Tajrid dan Asbab itu bukan maqom

Tajrid dan asbab sering di kaitkan dengan rejeki datang sendiri atau dengan mencari atau bekerja. Seringkali Tajrid dan asbab juga di kaitkan dengan maqom, kalau maqomnya tinggi (tajrid)  rejeki akan datang sendiri kalau maqomnya asbab harus mencari rejeki dengan bekerja.  Mari kita bahas keduanya. Masalah rejeki, yang pasti bahwa rizki dari Allah bukan karena maqom, rezeki Allah diberikan bukan karena seseorang bekerja atau karena dia sudah berada di maqom tertinggi. Rizki tidak akan datang jika Allah tidak berikan, jadi Allah akan memberikan rezekinya kepada siapapun. Dan kriteria rizki jika seseorang ini amanah dengan tanggung jawabnya. Kalau dia menjalankan amanah maka tidak peduli dia tajrid atau asbab akan diberikan rizki Allah SWT. Tapi jika tidak amanah dengan apa yang menjadi tanggung jawabnya maka dia tidak akan diberikan rizki dari Allah SWT.
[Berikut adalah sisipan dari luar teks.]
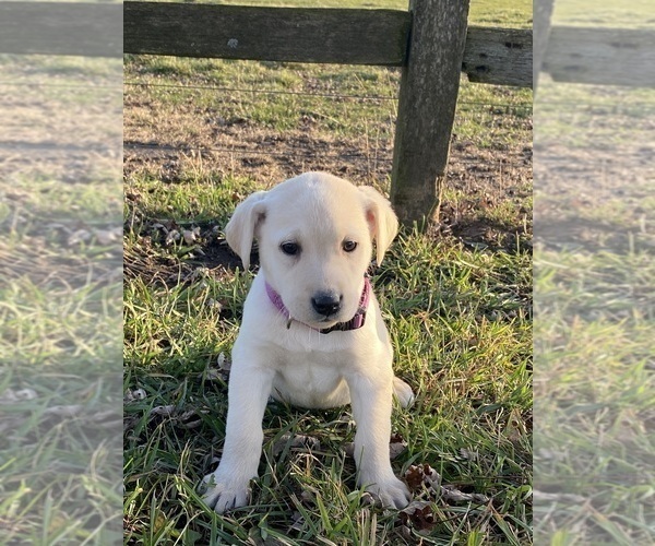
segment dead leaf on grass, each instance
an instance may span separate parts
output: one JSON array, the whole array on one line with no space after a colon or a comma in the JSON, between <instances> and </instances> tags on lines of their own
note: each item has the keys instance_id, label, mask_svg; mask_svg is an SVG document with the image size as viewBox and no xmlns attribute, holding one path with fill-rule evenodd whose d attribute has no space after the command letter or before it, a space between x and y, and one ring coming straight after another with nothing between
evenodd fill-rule
<instances>
[{"instance_id":1,"label":"dead leaf on grass","mask_svg":"<svg viewBox=\"0 0 655 546\"><path fill-rule=\"evenodd\" d=\"M441 476L429 464L413 464L405 472L405 482L413 491L422 490L425 486L429 491L438 492Z\"/></svg>"},{"instance_id":2,"label":"dead leaf on grass","mask_svg":"<svg viewBox=\"0 0 655 546\"><path fill-rule=\"evenodd\" d=\"M321 442L313 436L305 435L283 435L279 440L273 444L273 455L277 456L282 453L286 447L289 447L289 451L318 451L321 449Z\"/></svg>"},{"instance_id":3,"label":"dead leaf on grass","mask_svg":"<svg viewBox=\"0 0 655 546\"><path fill-rule=\"evenodd\" d=\"M426 501L410 502L407 508L398 512L398 520L401 525L406 527L407 531L415 529L419 533L431 531L437 523L432 503Z\"/></svg>"},{"instance_id":4,"label":"dead leaf on grass","mask_svg":"<svg viewBox=\"0 0 655 546\"><path fill-rule=\"evenodd\" d=\"M0 394L0 404L12 404L14 402L23 402L36 397L37 394L34 389L7 389Z\"/></svg>"}]
</instances>

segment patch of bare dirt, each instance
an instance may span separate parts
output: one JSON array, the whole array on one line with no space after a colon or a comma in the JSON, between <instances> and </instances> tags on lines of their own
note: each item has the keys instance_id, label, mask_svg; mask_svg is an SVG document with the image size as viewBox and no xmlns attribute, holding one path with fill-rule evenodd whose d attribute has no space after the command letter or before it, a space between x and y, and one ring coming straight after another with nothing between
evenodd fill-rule
<instances>
[{"instance_id":1,"label":"patch of bare dirt","mask_svg":"<svg viewBox=\"0 0 655 546\"><path fill-rule=\"evenodd\" d=\"M262 187L308 170L325 170L356 183L382 187L391 175L392 131L374 140L333 135L311 126L277 131L247 119L217 119L215 112L196 111L192 105L180 105L176 111L155 106L138 96L128 98L123 147L128 181L143 174L165 183L181 181L188 177L184 169L190 157L212 177L242 176ZM525 123L527 129L529 119ZM431 229L436 237L454 237L473 248L512 252L519 247L532 248L531 142L481 149L454 135L448 181L440 225ZM210 236L215 226L200 227L200 242L191 262L163 258L155 251L160 241L153 247L152 240L144 240L142 256L126 256L127 275L157 277L168 284L191 278L193 271L188 264L194 260L215 275L240 263L224 241ZM152 232L147 227L142 233L148 229Z\"/></svg>"},{"instance_id":2,"label":"patch of bare dirt","mask_svg":"<svg viewBox=\"0 0 655 546\"><path fill-rule=\"evenodd\" d=\"M536 241L586 251L655 248L655 147L537 149Z\"/></svg>"}]
</instances>

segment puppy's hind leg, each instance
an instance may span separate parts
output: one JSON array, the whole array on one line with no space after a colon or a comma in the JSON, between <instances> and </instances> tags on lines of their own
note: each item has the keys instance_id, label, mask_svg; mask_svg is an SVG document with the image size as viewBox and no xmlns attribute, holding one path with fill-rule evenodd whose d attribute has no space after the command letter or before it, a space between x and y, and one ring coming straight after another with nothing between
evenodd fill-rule
<instances>
[{"instance_id":1,"label":"puppy's hind leg","mask_svg":"<svg viewBox=\"0 0 655 546\"><path fill-rule=\"evenodd\" d=\"M393 393L398 399L398 402L402 407L409 407L414 404L414 392L412 392L412 387L409 387L405 381L401 378L393 378Z\"/></svg>"}]
</instances>

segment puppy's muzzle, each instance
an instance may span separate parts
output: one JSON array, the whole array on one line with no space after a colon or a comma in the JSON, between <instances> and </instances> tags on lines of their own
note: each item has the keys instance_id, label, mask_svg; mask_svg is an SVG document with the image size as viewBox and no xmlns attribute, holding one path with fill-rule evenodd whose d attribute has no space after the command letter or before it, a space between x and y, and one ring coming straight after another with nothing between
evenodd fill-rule
<instances>
[{"instance_id":1,"label":"puppy's muzzle","mask_svg":"<svg viewBox=\"0 0 655 546\"><path fill-rule=\"evenodd\" d=\"M318 292L311 298L311 306L318 314L327 318L338 313L344 297L334 292Z\"/></svg>"}]
</instances>

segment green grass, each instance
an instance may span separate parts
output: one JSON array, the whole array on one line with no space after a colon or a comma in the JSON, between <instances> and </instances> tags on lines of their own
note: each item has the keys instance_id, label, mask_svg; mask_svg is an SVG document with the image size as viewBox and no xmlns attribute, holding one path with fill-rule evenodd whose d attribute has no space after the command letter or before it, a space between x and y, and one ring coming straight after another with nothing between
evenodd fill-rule
<instances>
[{"instance_id":1,"label":"green grass","mask_svg":"<svg viewBox=\"0 0 655 546\"><path fill-rule=\"evenodd\" d=\"M529 20L527 2L472 7L472 24L527 26ZM529 180L510 171L500 177L514 192L507 202L490 182L449 190L448 202L460 212L488 198L476 222L510 233L525 226L515 245L484 250L403 230L373 277L396 373L417 392L413 408L393 414L393 431L407 443L393 466L404 475L429 464L441 475L444 488L415 491L432 521L366 502L346 454L355 432L348 407L308 412L282 404L270 404L264 416L251 505L219 517L196 488L222 453L228 373L219 363L229 361L252 281L251 272L227 263L222 230L241 199L282 179L265 163L240 170L238 156L225 159L225 150L334 156L330 168L352 165L357 182L386 191L386 167L369 171L356 164L361 159L340 154L356 151L373 164L389 153L400 74L148 56L128 56L124 73L127 139L202 150L128 162L126 543L531 543ZM520 154L529 143L531 100L526 90L463 82L457 154L487 174L496 173L499 157L510 168L513 156L503 154ZM194 227L195 242L166 241L167 233ZM293 447L289 435L314 438L320 448Z\"/></svg>"},{"instance_id":2,"label":"green grass","mask_svg":"<svg viewBox=\"0 0 655 546\"><path fill-rule=\"evenodd\" d=\"M652 3L553 22L652 28ZM539 83L535 108L535 541L652 544L653 90Z\"/></svg>"},{"instance_id":3,"label":"green grass","mask_svg":"<svg viewBox=\"0 0 655 546\"><path fill-rule=\"evenodd\" d=\"M650 544L655 263L538 252L535 271L537 538Z\"/></svg>"},{"instance_id":4,"label":"green grass","mask_svg":"<svg viewBox=\"0 0 655 546\"><path fill-rule=\"evenodd\" d=\"M166 248L148 218L162 221L168 211L166 218L180 225L203 226L206 239L195 248L206 249L212 226L224 226L234 207L234 193L254 187L230 178L174 188L132 179L128 191L142 200L126 217L135 210L144 222L128 233L127 254L152 238L153 256L196 269L198 259L188 258L194 251ZM225 430L227 384L216 363L229 358L251 280L251 273L218 268L187 283L134 277L126 285L126 389L145 392L126 405L127 539L398 541L397 514L362 505L355 487L354 462L343 451L354 435L348 408L270 405L252 505L217 517L200 502L195 488L219 456ZM475 252L405 232L373 281L396 347L396 372L418 393L414 408L394 413L393 430L408 444L396 472L430 464L444 484L491 498L485 506L424 494L436 518L425 539L528 542L529 254ZM171 406L170 415L158 413L163 406ZM276 452L289 432L317 438L321 449ZM406 532L418 539L419 529Z\"/></svg>"},{"instance_id":5,"label":"green grass","mask_svg":"<svg viewBox=\"0 0 655 546\"><path fill-rule=\"evenodd\" d=\"M19 142L50 145L5 154L0 166L0 543L112 544L120 182L111 157L57 144L117 143L118 63L0 62L4 127Z\"/></svg>"}]
</instances>

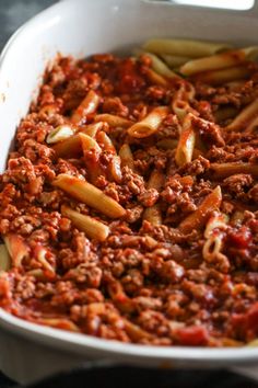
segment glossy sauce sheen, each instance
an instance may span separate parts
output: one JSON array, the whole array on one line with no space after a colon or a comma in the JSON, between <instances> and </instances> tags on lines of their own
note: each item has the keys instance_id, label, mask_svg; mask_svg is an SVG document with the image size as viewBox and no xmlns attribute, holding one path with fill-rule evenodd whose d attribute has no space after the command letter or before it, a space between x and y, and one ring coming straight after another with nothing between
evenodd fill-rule
<instances>
[{"instance_id":1,"label":"glossy sauce sheen","mask_svg":"<svg viewBox=\"0 0 258 388\"><path fill-rule=\"evenodd\" d=\"M150 65L145 57L107 54L80 61L59 58L46 73L1 175L0 232L19 249L11 270L0 276L0 306L25 320L124 342L244 345L258 336L257 170L218 176L212 163L256 166L258 139L255 132L224 130L231 121L218 125L214 114L249 104L258 92L258 70L251 65L250 79L234 91L192 79L191 106L199 114L194 126L204 149L177 167L175 149L159 141L179 137L171 103L185 81L156 85L148 76ZM104 124L117 153L129 144L133 155L133 171L122 167L120 182L110 173L114 150L105 150L102 141L99 155L85 156L77 139L72 158L58 157L56 146L46 142L54 128L70 122L90 90L101 96L99 105L75 130L96 114L136 123L154 107L169 107L159 130L144 139ZM154 170L164 175L159 190L148 187ZM66 194L52 184L61 173L93 183L126 209L125 216L110 218ZM199 210L199 226L184 222L218 186L222 198L212 202L210 212ZM162 224L154 226L143 213L156 204ZM102 242L89 239L61 214L61 205L107 225L109 235ZM226 266L202 254L203 225L219 208L228 219L220 230Z\"/></svg>"}]
</instances>

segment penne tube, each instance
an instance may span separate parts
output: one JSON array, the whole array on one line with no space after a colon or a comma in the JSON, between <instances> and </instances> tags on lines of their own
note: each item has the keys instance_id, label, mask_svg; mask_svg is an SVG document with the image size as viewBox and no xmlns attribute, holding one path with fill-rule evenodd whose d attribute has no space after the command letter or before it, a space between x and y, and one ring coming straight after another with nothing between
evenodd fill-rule
<instances>
[{"instance_id":1,"label":"penne tube","mask_svg":"<svg viewBox=\"0 0 258 388\"><path fill-rule=\"evenodd\" d=\"M1 243L0 244L0 271L8 271L11 269L11 256L7 249L7 246Z\"/></svg>"},{"instance_id":2,"label":"penne tube","mask_svg":"<svg viewBox=\"0 0 258 388\"><path fill-rule=\"evenodd\" d=\"M258 178L258 164L245 162L211 163L210 170L215 179L224 179L234 174L251 174Z\"/></svg>"},{"instance_id":3,"label":"penne tube","mask_svg":"<svg viewBox=\"0 0 258 388\"><path fill-rule=\"evenodd\" d=\"M179 66L183 66L192 59L190 57L178 57L176 55L169 55L169 54L160 54L160 56L172 68L177 68Z\"/></svg>"},{"instance_id":4,"label":"penne tube","mask_svg":"<svg viewBox=\"0 0 258 388\"><path fill-rule=\"evenodd\" d=\"M222 70L200 72L195 77L195 80L212 85L220 85L230 81L246 79L248 76L249 70L246 67L237 66Z\"/></svg>"},{"instance_id":5,"label":"penne tube","mask_svg":"<svg viewBox=\"0 0 258 388\"><path fill-rule=\"evenodd\" d=\"M180 67L179 71L184 76L192 76L203 71L221 70L227 67L233 67L243 64L245 60L246 54L239 49L189 60Z\"/></svg>"},{"instance_id":6,"label":"penne tube","mask_svg":"<svg viewBox=\"0 0 258 388\"><path fill-rule=\"evenodd\" d=\"M124 144L119 150L119 157L121 159L121 167L128 166L129 169L134 171L133 156L128 144Z\"/></svg>"},{"instance_id":7,"label":"penne tube","mask_svg":"<svg viewBox=\"0 0 258 388\"><path fill-rule=\"evenodd\" d=\"M120 157L117 155L114 155L109 167L110 167L112 178L114 179L115 182L120 183L122 180Z\"/></svg>"},{"instance_id":8,"label":"penne tube","mask_svg":"<svg viewBox=\"0 0 258 388\"><path fill-rule=\"evenodd\" d=\"M90 90L86 96L82 100L81 104L77 107L75 112L72 114L71 122L80 125L83 121L85 121L89 114L96 112L99 101L99 95L93 90Z\"/></svg>"},{"instance_id":9,"label":"penne tube","mask_svg":"<svg viewBox=\"0 0 258 388\"><path fill-rule=\"evenodd\" d=\"M84 127L80 134L85 134L90 137L94 137L97 130L103 128L103 123L94 123ZM82 141L79 134L71 136L70 138L54 145L52 149L56 151L57 158L72 158L78 157L82 152Z\"/></svg>"},{"instance_id":10,"label":"penne tube","mask_svg":"<svg viewBox=\"0 0 258 388\"><path fill-rule=\"evenodd\" d=\"M159 170L154 170L151 173L146 189L156 189L160 191L164 184L164 174ZM145 208L142 218L154 226L162 225L162 212L160 204L154 204L153 206Z\"/></svg>"},{"instance_id":11,"label":"penne tube","mask_svg":"<svg viewBox=\"0 0 258 388\"><path fill-rule=\"evenodd\" d=\"M105 132L101 130L97 134L96 138L98 144L102 145L105 151L116 155L116 148L114 147L112 139L108 137L108 135Z\"/></svg>"},{"instance_id":12,"label":"penne tube","mask_svg":"<svg viewBox=\"0 0 258 388\"><path fill-rule=\"evenodd\" d=\"M87 174L90 181L94 184L99 175L103 174L103 170L99 166L99 156L102 153L102 149L92 137L79 133L78 136L81 140L81 147L84 156L84 163L87 168ZM91 151L89 153L89 151Z\"/></svg>"},{"instance_id":13,"label":"penne tube","mask_svg":"<svg viewBox=\"0 0 258 388\"><path fill-rule=\"evenodd\" d=\"M97 153L102 152L101 147L98 146L98 144L96 142L95 139L93 139L91 136L87 136L83 133L79 133L78 134L81 140L81 145L82 145L82 150L84 153L84 157L86 156L86 152L90 150L95 150Z\"/></svg>"},{"instance_id":14,"label":"penne tube","mask_svg":"<svg viewBox=\"0 0 258 388\"><path fill-rule=\"evenodd\" d=\"M191 161L192 152L195 149L195 142L196 142L196 135L191 126L191 116L187 115L184 118L180 137L176 148L175 159L177 166L181 167L185 163Z\"/></svg>"},{"instance_id":15,"label":"penne tube","mask_svg":"<svg viewBox=\"0 0 258 388\"><path fill-rule=\"evenodd\" d=\"M133 124L129 129L127 129L128 135L138 139L153 135L157 132L167 114L167 106L154 107L154 110L150 112L141 122Z\"/></svg>"},{"instance_id":16,"label":"penne tube","mask_svg":"<svg viewBox=\"0 0 258 388\"><path fill-rule=\"evenodd\" d=\"M233 122L225 127L226 130L245 129L251 121L258 116L258 99L253 101L249 105L233 119Z\"/></svg>"},{"instance_id":17,"label":"penne tube","mask_svg":"<svg viewBox=\"0 0 258 388\"><path fill-rule=\"evenodd\" d=\"M152 69L146 69L145 75L149 78L149 81L154 84L159 84L160 87L165 87L165 88L168 85L168 81L163 76L159 75L156 71Z\"/></svg>"},{"instance_id":18,"label":"penne tube","mask_svg":"<svg viewBox=\"0 0 258 388\"><path fill-rule=\"evenodd\" d=\"M74 135L74 129L67 124L59 125L57 128L52 129L47 136L46 142L48 145L62 141Z\"/></svg>"},{"instance_id":19,"label":"penne tube","mask_svg":"<svg viewBox=\"0 0 258 388\"><path fill-rule=\"evenodd\" d=\"M214 112L215 123L224 122L237 115L238 110L235 106L222 106Z\"/></svg>"},{"instance_id":20,"label":"penne tube","mask_svg":"<svg viewBox=\"0 0 258 388\"><path fill-rule=\"evenodd\" d=\"M108 113L96 115L94 117L94 121L107 123L108 125L110 125L110 127L121 127L121 128L128 128L133 124L133 122L131 122L130 119L115 116Z\"/></svg>"},{"instance_id":21,"label":"penne tube","mask_svg":"<svg viewBox=\"0 0 258 388\"><path fill-rule=\"evenodd\" d=\"M61 207L61 214L63 217L69 218L79 230L82 230L91 239L104 241L109 235L108 226L68 206Z\"/></svg>"},{"instance_id":22,"label":"penne tube","mask_svg":"<svg viewBox=\"0 0 258 388\"><path fill-rule=\"evenodd\" d=\"M160 59L156 55L148 52L140 52L141 55L145 55L151 59L152 69L159 75L166 78L179 78L174 71L172 71L166 64Z\"/></svg>"},{"instance_id":23,"label":"penne tube","mask_svg":"<svg viewBox=\"0 0 258 388\"><path fill-rule=\"evenodd\" d=\"M221 187L216 186L201 203L197 210L186 217L179 225L183 233L190 233L192 230L201 229L212 212L221 206Z\"/></svg>"},{"instance_id":24,"label":"penne tube","mask_svg":"<svg viewBox=\"0 0 258 388\"><path fill-rule=\"evenodd\" d=\"M173 100L192 101L195 94L196 94L195 87L190 82L186 80L181 80L178 90L174 94Z\"/></svg>"},{"instance_id":25,"label":"penne tube","mask_svg":"<svg viewBox=\"0 0 258 388\"><path fill-rule=\"evenodd\" d=\"M73 198L83 202L110 218L122 217L126 214L126 210L118 202L86 181L68 174L59 174L52 184L63 190Z\"/></svg>"},{"instance_id":26,"label":"penne tube","mask_svg":"<svg viewBox=\"0 0 258 388\"><path fill-rule=\"evenodd\" d=\"M51 264L47 261L46 259L46 254L47 251L44 247L37 247L35 249L35 258L37 260L38 263L40 263L43 270L51 273L51 274L56 274L55 269L51 266Z\"/></svg>"},{"instance_id":27,"label":"penne tube","mask_svg":"<svg viewBox=\"0 0 258 388\"><path fill-rule=\"evenodd\" d=\"M30 248L25 240L15 233L9 233L3 237L8 252L12 259L12 265L19 267L24 259L30 255Z\"/></svg>"},{"instance_id":28,"label":"penne tube","mask_svg":"<svg viewBox=\"0 0 258 388\"><path fill-rule=\"evenodd\" d=\"M143 49L155 54L169 54L199 58L214 55L231 48L228 44L189 39L154 38L144 43Z\"/></svg>"},{"instance_id":29,"label":"penne tube","mask_svg":"<svg viewBox=\"0 0 258 388\"><path fill-rule=\"evenodd\" d=\"M171 139L171 138L159 140L156 144L157 147L163 149L175 149L177 145L178 145L178 140Z\"/></svg>"},{"instance_id":30,"label":"penne tube","mask_svg":"<svg viewBox=\"0 0 258 388\"><path fill-rule=\"evenodd\" d=\"M154 170L152 171L151 176L148 181L146 189L161 190L164 180L165 180L164 174L159 170Z\"/></svg>"}]
</instances>

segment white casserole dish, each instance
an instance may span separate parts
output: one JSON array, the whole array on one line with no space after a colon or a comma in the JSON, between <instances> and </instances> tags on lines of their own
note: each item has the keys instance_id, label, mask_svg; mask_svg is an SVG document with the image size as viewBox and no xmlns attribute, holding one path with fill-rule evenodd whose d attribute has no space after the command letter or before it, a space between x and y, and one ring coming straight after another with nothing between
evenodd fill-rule
<instances>
[{"instance_id":1,"label":"white casserole dish","mask_svg":"<svg viewBox=\"0 0 258 388\"><path fill-rule=\"evenodd\" d=\"M258 2L250 11L221 11L142 0L67 0L20 28L0 60L0 168L5 168L16 125L28 110L46 65L60 52L83 57L128 50L148 37L174 36L253 45ZM166 367L258 364L258 347L151 347L39 327L0 310L0 368L31 383L89 360ZM85 364L91 366L89 362Z\"/></svg>"}]
</instances>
Jadi tajrid dan asbab terletak pada jenis amanah yang dikerjakan jika amanah yang dikerjakan menurut manusia tidak terkait dengan logika bekerja maka dikatakan maqom tajrid misalnya dia hanya di rumah tidak bekerja tapi amanah dia melayani tamu tamu yang berdatangan seperti banyak yang dilakukan pak Kyai Pak Kyai ini digolongkan maqom tajrid, padahal bukan masalah beliau tidak punya pekerjaan tapi karena beliau amanah dengan tamu tamu yang berdatangan ke rumahnya yang meminta nasehat dan ilmu dalam beragama. Kalau maqom asbab berarti seseorang itu bekerja sebagai guru karyawan atau pedagang, karena logika bekerja dapat uang, sehingga maqomnya maqom asbab. Baik karyawan atau kyai jika tidak amanah terhadap tanggungjawabnya maka Allah juga tidak akan memberikan rizki kepada nya.

kesimpulannya bahwa maqom tajrid dan asbab untuk membedakan jenis amanah apakah sesuai lalogika bekerja (maqom asbab) atau tidak sesuai dengan logika bekerja (maqom tajrid). Siapapaun jika tidak amanah maka dia tidak akan diberikan rizki Allah SWT.

maqom tajrid dan maqom asbab mengkritisi kitab al hikam

ada yang menarik di dalam pembahasan tentang kedua maqom ini, yaitu maqom tajrid VS maqom asbab. dalam kita al hikam kedua maqom tersebut di jelaskan secara singkat kalau maqom asbab berarti rejekinya masih harus dengan bekerja, kalau maqom tajrid maqom dimana rejeki tanpa asbab dan datang sendiri.

yang akan saya kritisi dari kedua hal tersebut adalah maqom tajrid dimana rejeki datang tanpa ada sebab apapun. Sebab jika pengertian salah orang akan mengejar maqom ini dalam bertasawuf dan ini akan menyesatkan tujuan bertasawuf itu sendiri, sedangkan kita tahu bahwa kitab al hikam adalah kitab tasawuf terbesar setelah kitab ihya. Di dalam al quran tidak pernah menyebutkan maqom tajrid ini. ketika rejekin disebut pasti ada syarat atau sebab sehingga Allah menurunkan rejekinya. jadi adanya maqom tajrid tidak berdasar dalam al quran, karena semua pasti ada sebab. Allah menurunkan rejeki kepada seorang hamba pasti ada sebab.

Sekalipun seorang kekasih Allah atau orang yang paling dikasihi rejeki diberikan Allah pasti ada sebabnya. Sebab utama rejeki datang adalah karena seseorang menjalankan amanah Allah, atau menjalankan ketakwaan kepada Allah. Dengan sebab ketakwaan ini seseorang akan mendapatkan rejeki yang tidak di sangka sangka. ketakwaan ini pasti berdasarkan amanah yang ada, misalnya amanah tamu dengan melayani tamu sebagai perintah Allah maka Allah akan menurunkan dari arah yang tidak disangka sangka. Jadi meski mendapatkan rejeki tidak di sangka sangka tetap ada sebabnya yaitu karena hamba tersebut menjalankan amanah dan perintah Allah.

jadi saya tetap berkesimpulan bahwa tidak ada mqom tajrid kalau itu diartikan sebagai maqom dimana rejeki datang sendiri tanpa sebab.